На другой день она рассказала о подслушанном разговоре своей подруге. Та была старше Ланы на три года. Она слушала Лану с тревогой и сочувствием. Ора тоже не знала, что такое гемофилия, но сочетание имени Корда с разговором о какой-то бумажке не вызывало у нее сомнений.
– Параграф тридцать семь…
Лана побледнела.
– Ты думаешь, они говорили обо мне? – спросила она испуганно.
Ора обняла ее и, прижавшись к ней, задумалась. Высокая, светловолосая, с зелеными, чуть раскосыми, озорными глазами, Ора вызывала у Ланы восхищение. Резкая, насмешливая с другими, Ора никогда не позволяла себе обидеть Лану. В ее отношении к девушке угадывалось нечто материнское, хотя это чувство, пожалуй, и не было ей свойственно.
– Бедная девочка, – тихо произнесла Ора.
Лана высвободилась из ее объятий, опустилась на пол и заплакала.

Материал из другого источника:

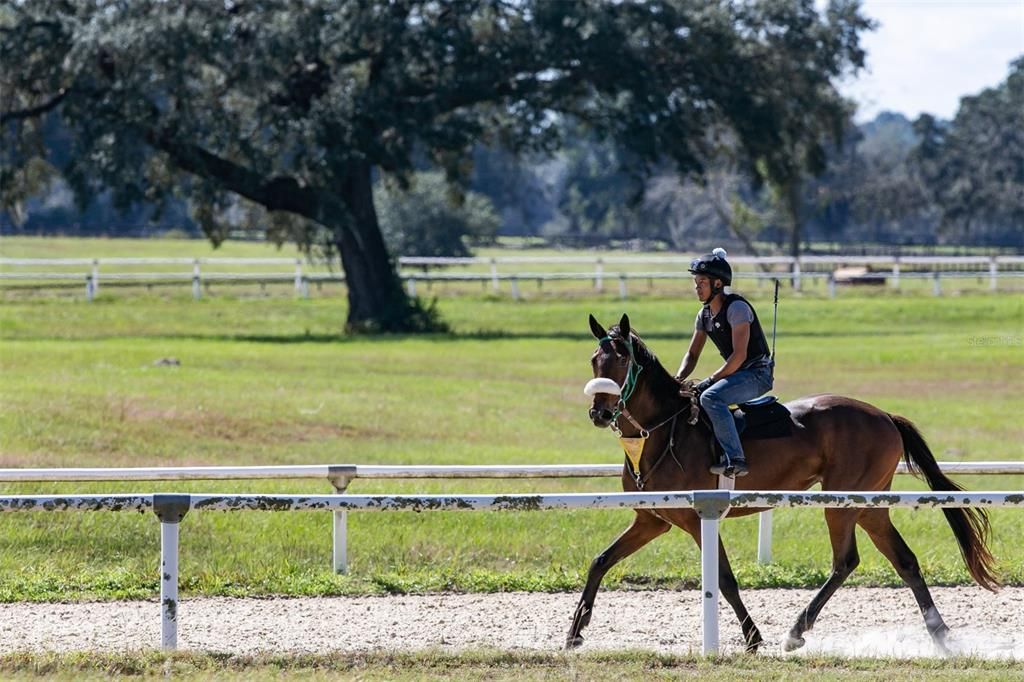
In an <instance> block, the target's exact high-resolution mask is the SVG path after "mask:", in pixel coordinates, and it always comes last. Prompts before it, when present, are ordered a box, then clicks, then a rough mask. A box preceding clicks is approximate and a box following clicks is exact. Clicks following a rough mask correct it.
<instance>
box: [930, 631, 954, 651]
mask: <svg viewBox="0 0 1024 682" xmlns="http://www.w3.org/2000/svg"><path fill="white" fill-rule="evenodd" d="M930 634H931V635H932V642H934V643H935V648H936V649H938V651H939V653H941V654H942V655H944V656H948V655H949V654H950V651H949V647H948V646H947V645H946V636H947V635H948V634H949V628H947V627H946V625H945V624H942V627H940V628H937V629H936V630H934V631H933V632H931V633H930Z"/></svg>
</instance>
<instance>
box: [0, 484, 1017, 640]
mask: <svg viewBox="0 0 1024 682" xmlns="http://www.w3.org/2000/svg"><path fill="white" fill-rule="evenodd" d="M778 507H805V508H806V507H828V508H873V507H887V508H893V507H908V508H912V509H920V508H932V509H944V508H953V507H1018V508H1020V507H1024V492H977V493H928V494H922V493H864V492H828V493H800V492H790V491H757V492H754V491H752V492H738V493H737V492H729V491H690V492H662V493H609V494H603V495H601V494H564V495H500V496H496V495H467V496H440V495H429V496H354V495H344V496H342V495H327V496H296V495H175V494H156V495H82V496H10V497H0V512H18V511H20V512H29V511H48V512H52V511H136V512H145V511H154V512H155V513H156V514H157V516H158V518H159V519H160V527H161V544H160V556H161V566H160V572H161V583H160V604H161V646H162V648H164V649H168V650H170V649H176V648H177V633H178V621H179V601H178V530H179V526H180V523H181V521H182V520H183V519H184V517H185V515H186V514H187V513H188V512H189V511H245V510H253V511H309V510H332V511H346V512H347V511H376V512H386V511H416V512H427V511H472V510H488V511H519V512H524V511H545V510H554V509H558V510H567V509H681V508H692V509H695V510H696V512H697V514H698V515H699V516H700V545H701V552H700V582H701V590H700V594H701V602H702V624H703V627H702V640H701V652H702V653H703V654H706V655H711V654H716V653H718V651H719V624H718V605H719V585H718V568H719V567H718V538H719V523H720V521H721V519H722V518H723V517H724V516H725V514H726V513H727V512H728V510H729V509H730V508H753V509H762V508H778Z"/></svg>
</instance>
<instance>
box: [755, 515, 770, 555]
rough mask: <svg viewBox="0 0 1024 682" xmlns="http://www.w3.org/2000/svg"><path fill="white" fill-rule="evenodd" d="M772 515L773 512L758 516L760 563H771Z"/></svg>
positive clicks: (758, 553) (758, 533)
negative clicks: (771, 518) (771, 536)
mask: <svg viewBox="0 0 1024 682" xmlns="http://www.w3.org/2000/svg"><path fill="white" fill-rule="evenodd" d="M771 514H772V510H771V509H769V510H767V511H763V512H761V513H760V514H758V563H761V564H765V563H771Z"/></svg>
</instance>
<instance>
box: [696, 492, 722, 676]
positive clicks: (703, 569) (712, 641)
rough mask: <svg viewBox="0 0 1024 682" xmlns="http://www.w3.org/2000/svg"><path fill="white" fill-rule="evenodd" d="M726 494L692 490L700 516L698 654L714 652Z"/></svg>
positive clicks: (715, 640) (715, 649) (715, 636)
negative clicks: (699, 614) (721, 537)
mask: <svg viewBox="0 0 1024 682" xmlns="http://www.w3.org/2000/svg"><path fill="white" fill-rule="evenodd" d="M729 499H730V496H729V492H728V491H694V492H693V508H694V509H695V510H696V512H697V516H699V517H700V594H701V597H702V600H703V641H702V643H701V646H700V653H701V654H702V655H706V656H707V655H714V654H717V653H718V643H719V642H718V522H719V520H720V519H721V518H722V517H723V516H725V513H726V512H727V511H728V510H729Z"/></svg>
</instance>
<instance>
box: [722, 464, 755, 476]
mask: <svg viewBox="0 0 1024 682" xmlns="http://www.w3.org/2000/svg"><path fill="white" fill-rule="evenodd" d="M750 472H751V470H750V469H749V468H748V466H746V460H733V461H732V462H730V463H729V466H728V467H727V468H726V469H725V475H726V476H728V477H729V478H742V477H743V476H745V475H746V474H749V473H750Z"/></svg>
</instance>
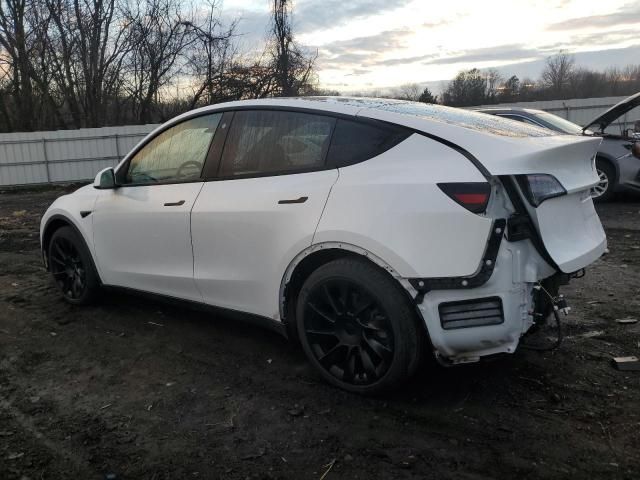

Ора задернула занавеску, открыла шкатулку, стоявшую на столе, достала пачку сигарет и закурила. Лана от удивления перестала плакать.
– Ты… куришь?
Ора криво усмехнулась:
– Погоди немного, закуришь сама.
Курение запрещалось и строго преследовалось в соответствии с Гигиеническим Уставом. Сигареты доставлялись в Лакуну контрабандистами, и за курение полагалось десять суток санитарно-исправительных лагерей.
– Что же со мной будет? – спросила Лана.
– То же, что и со мной, – усмехнулась Ора.
– Как? И ты… тоже? – изумилась Лана.
Ора засмеялась. Лана не знала того, что известно всем. Не знала потому, что все еще жила в своем почти детском мире. Ора понимала ее состояние, жалела ее, но вовсе не считала случившееся таким уж большим несчастьем.
В сущности, розовая бумажка из ЕКЛ освобождала женщину от множества тяжелых обязанностей, от заранее предначертанного существования – замужества, семьи, детей, хозяйства, кухни… Ора давно поняла, что все это ее ничуть не привлекает. Бумажка из ЕКЛ давала своеобразную свободу, самостоятельность, открывала возможности, недоступные замужним женщинам и составлявшие для Оры важную часть ее жизни.
Для Ланы та жизнь, которую вела Ора, была неизбежна, вернее, именно такая жизнь могла стать для нее единственным выходом. Вопрос заключался в том, сможет ли Лана принять ее так же легко, как в свое время Ора. Легко и даже с радостью.